First I've supplied a list of input ingredients to the algorithm.
input_ingredients = ['rum', 'cola', 'lemon juice', 'ginger beer', 'vodka']
In general the algorithm will conduct a search for all cocktail possibilities from a list of input ingredients.
- A green node means it is part of a match for a cocktail recipe.
- A yellow node means that the path was explored but ended that that node because a cocktail could not be created from the combination of ingredients.
- Orange means the node is currently being considered.
The cocktail matches here were rum & coke(self explanatory) and dark & stormy, which at its most basic has ginger beer and rum.
The graph was created with D3.js and the code is in the Github repo for this project.
Input ingredients
The program takes a list of ingredients as input, so the idea is you could input whatever ingredients you have on hand to get cocktail suggestions to make with them.
Dealing with inputs could get pretty complicated - if you were going to make this into an app, users might enter all kinds of things for their input ingredients, and you want to be able to match up their ingredient list with ingredients in the graph.
In different recipes, there seem to be many different ways of listing an ingredient.
Coffee liqueur is sometimes listed as Kahlua, for example.

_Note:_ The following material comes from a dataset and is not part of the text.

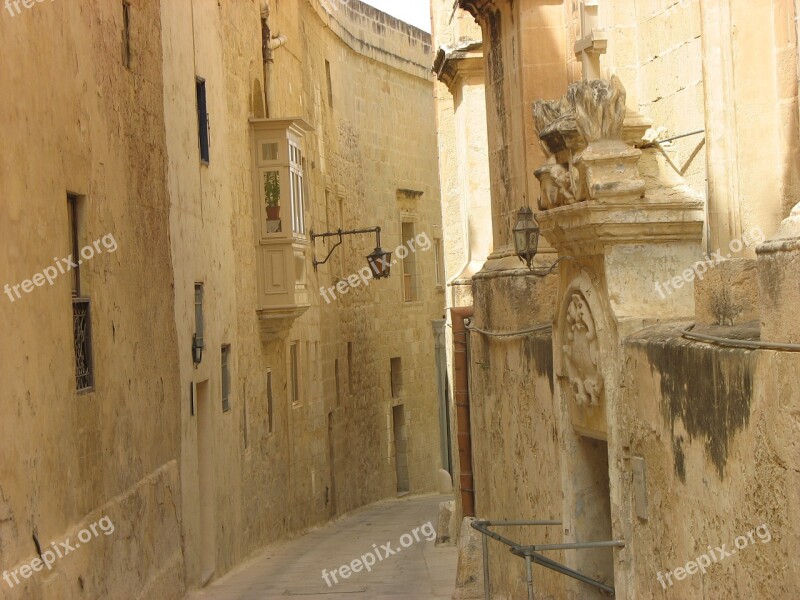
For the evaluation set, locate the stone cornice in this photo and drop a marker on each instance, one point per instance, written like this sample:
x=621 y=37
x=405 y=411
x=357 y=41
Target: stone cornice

I've seen other ingredients listed as their brand name as well, so there are a lot of things to consider.
I'm not going to focus too much on standardizing the ingredients in this post because I mainly wanted to demonstrate using a graph for this problem.
Creating the graph and lookup tables
First we have to worry about creating the graph.
In this case I'm reading in the recipes from a text file and creating a graph from them.
A graph can be represented in a lot of ways, and in this case it's going to be a dictionary where the keys are ingredient names, with values being a set of compatible ingredients.
I'm using sets because I will be doing a lot of checking to see if the set contains an item, and with sets that can be done in constant time.
If I used a list, it would take up to linear time to check if the list contains an item because it would loop through the items in the list to find it. In order to find out an item does not exist in the list, it would have to loop through all of the items.
Read about time complexity of Python data structures here.
{
...
'pineapple juice': {'lime juice', 'cream of coconut', 'rum', 'campari', 'egg white', 'simple syrup'}
}
It's an undirected graph, so pineapple juice will also be found in the compatible ingredients set for lime juice, cream of coconut, etc.
Lookup tables
I've also created two lookup tables.
One is cocktails_to_ingredients
, which is a dictionary with the cocktail name as the key and a set of ingredients as the value.
{
...
'screwdriver': {'vodka', 'orange juice'}
}
Pretty self-explanatory - a screwdriver contains vodka and orange juice.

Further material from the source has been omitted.